There are not many shows out there with the kind of action as cutthroat and over-the-top, almost a throwback to 80s movies, that Banshee utilizes every episode. Even the fist fights are reminiscent of Rowdy Roddy Piper and Keith David's brawl in They Live. When Hood's friends gathered in Sugar's, as Job put it, "The gang's all here," I knew there would be blood. They went about rescuing Hood from Rabbit's torture in extreme fashion, bringing the deputies along for the ride as if a small army. What really made the final showdown great, other than Job distracting armed guards the way an attractive female would, was how Brock put down a goon with a rocket launcher.
Banshee is the type of show, similar to Game of Thrones, where anyone can die at any moment, so I was I taken back by the decision of the writers not to kill off Rabbit. Knowing her father would never forgive such a betrayal, knowing he was relentless and would never stop coming after her, Anna still managed to make the mistake of not putting a bullet in his head because she was concerned for Hood. When we see the blood trail and the abandoned photo of Rabbit with his daughter, it's obvious he survives. It's a mistake that will no doubt cost someone their life next season.
A while after the episode, when I had time to think, I do like that the writers didn't kill off major characters in rapid fashion. It allows us to grow partial to them, so that when they do die, it's devastating. We will miss them the way the characters will miss them, or, in the case of Rabbit, we will share the relief and that odd sense of no longer being hunted. It's how it was done on the Sopranos, and it worked, but if major characters are never killed off, the show becomes predictable.

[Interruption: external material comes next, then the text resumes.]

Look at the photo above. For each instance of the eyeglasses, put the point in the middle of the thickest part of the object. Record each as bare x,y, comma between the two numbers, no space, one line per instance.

The finale left viewers with a lot of cliffhangers and questions for next season: how injured is Rabbit, will the FBI test the DNA of the original Hood's corpse, will Carrie reconcile with her family, will Hood and Carrie/Anna reunite or is he going to be involved with Siobhan, is Proctor going to war with the Natives, where did Nola Longshadow learn to shoot so well, and did the original Hood have someone that cared about him after all? After each episode, they sneak a quick scene at the end of the credits. The finale had original Hood's son in Oregon calling about his father; then he watches the MMA fight on Youtube. Hood's false identity is more in jeopardy than ever, and the second season hasn't even started yet.
I look forward to the follow-up season of Banshee. If the show can keep the tension, keep the suspense and mystery, as well as keep the action flowing without going too far into the absurd, I will return week after week until they call it quits.